Illinois scientists to revamp corn breeding with focus on climate resilience

Two men wearing hats stand surrounded by large corn stalks. They are inspecting an ear of corn in the foreground.
From left: Chris Mujjabi and Martin Bohn

The USDA National Institute of Food and Agriculture is investing in University of Illinois Urbana-Champaign research that could expedite the development of climate-resilient corn. 

The three-year, $720,000 project adds greater detail to the process of genomic selection now standard in plant breeding, which uses computer models to predict plant performance based on genetic makeup. Genomic selection is more efficient than older breeding methods, which require making hundreds of crosses and growing them all in the field to measure phenotypic traits like yield and disease resistance. Although genomic selection models predict phenotypes with 80 to 90% accuracy, project leader Martin Bohn thinks the process could be improved further.

“Genomic selection works; plant breeding companies rely on it. However, we want to develop high-accuracy prediction models that can tell us how a genotype will perform in a certain environment. Unfortunately, predicting genotype by environment interactions is still kind of a problem,” said Bohn, a professor in the Department of Crop Sciences, part of the College of Agricultural, Consumer and Environmental Sciences (ACES) at Illinois.  

Currently, genomic selection relies on single nucleotide polymorphisms: tiny differences in the genetic code that may or may not be meaningful for predicting traits breeders and farmers care about. Bohn’s team, which includes Illinois crop sciences professor Alex Lipka and researchers at the University of Arkansas and the University of Minnesota, will add markers related to gene expression to predict how new hybrids and inbreds will respond to a given environment.

“Corn inbred lines and hybrids vary with their response to the environment, and this is reflected in how genes are expressed. When there's a drought or heat stress, certain genes are up-regulated (expressed more abundantly), and others are down-regulated. We will look at the abundance and variation of gene expression products, in this case RNA, as a response to heat and cold stress,” Bohn said. “That information will help plant breeders or companies target their breeding program for environments that are changing very rapidly.” 

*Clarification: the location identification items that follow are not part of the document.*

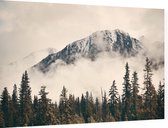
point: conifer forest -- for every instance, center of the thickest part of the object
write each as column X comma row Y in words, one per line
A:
column 20, row 108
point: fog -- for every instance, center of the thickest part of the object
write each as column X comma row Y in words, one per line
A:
column 84, row 75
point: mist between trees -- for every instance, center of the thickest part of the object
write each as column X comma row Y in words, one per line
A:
column 21, row 109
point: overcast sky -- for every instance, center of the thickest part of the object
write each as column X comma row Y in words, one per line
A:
column 28, row 27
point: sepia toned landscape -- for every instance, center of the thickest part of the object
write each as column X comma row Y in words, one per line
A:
column 76, row 64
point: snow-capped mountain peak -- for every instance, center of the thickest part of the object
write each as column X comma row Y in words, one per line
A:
column 111, row 42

The team has gotten a head start on the project by leveraging data from another initiative called Genomes to Fields (G2F). Bohn and colleagues from the USDA Agricultural Research Service at Iowa State University and the University of Guelph used the G2F platform to test a set of 288 elite corn hybrids and inbred lines, which represent a major portion of the corn breeding materials used by breeders today, across 25 locations in the U.S. In the new project, Bohn’s team will subject hundreds of these seedlings to heat and cold stress in growth chambers and extract RNA to study gene expression. A single round of this process can be completed in a matter of weeks and within a few square feet, compared to large field trials that last a full growing season or longer.

This gene expression data can then be layered into genomic prediction models to find better-adapted genotypes for particular locations and future climates, with no wasted effort on hybrids and inbreds that don’t make the cut.

Bohn emphasizes the importance of investigating not only how individual genes are expressed in response to environmental stress but also the interactions and dynamics within gene co-expression networks.

“We want to know what genes are working together in response to a specific stress,” he said. “When one gene is up-regulated, is it possible that another gene is down-regulated as a response to that? Or is it the other way around, or are they multiplying their effects? We want to look at the variation of expression in a specific gene as a response to stress, but we also want to look at all the genes and how they group into specific co-expression networks, and then utilize that information for prediction.” 

The team’s novel approach could set the stage for a new and even more efficient way of breeding corn, with the goal of enhancing food security under a changing climate.

 “One of the grant’s objectives is to determine new ways of integrating information from these prediction models into breeding programs, asking what are the operational decisions that we have to make in order to make them useful for plant breeding,” Bohn said. “Or is it time to throw our current processes out the window and rethink corn breeding from the ground up? Given all the techniques we can use these days, is the status quo still the right way of doing things? We want to ask these questions with this project.

“Things are changing so rapidly and unpredictably that plant breeding companies need to invest in breeding strategies that allow them to make turns very rapidly. Utilizing gene expression, looking at the variation and the average gene expression as a response to new environmental conditions, will allow them to do that.”

Bohn is also affiliated with the Carl R. Woese Institute for Genomic Biology and the Center for Digital Agriculture at Illinois.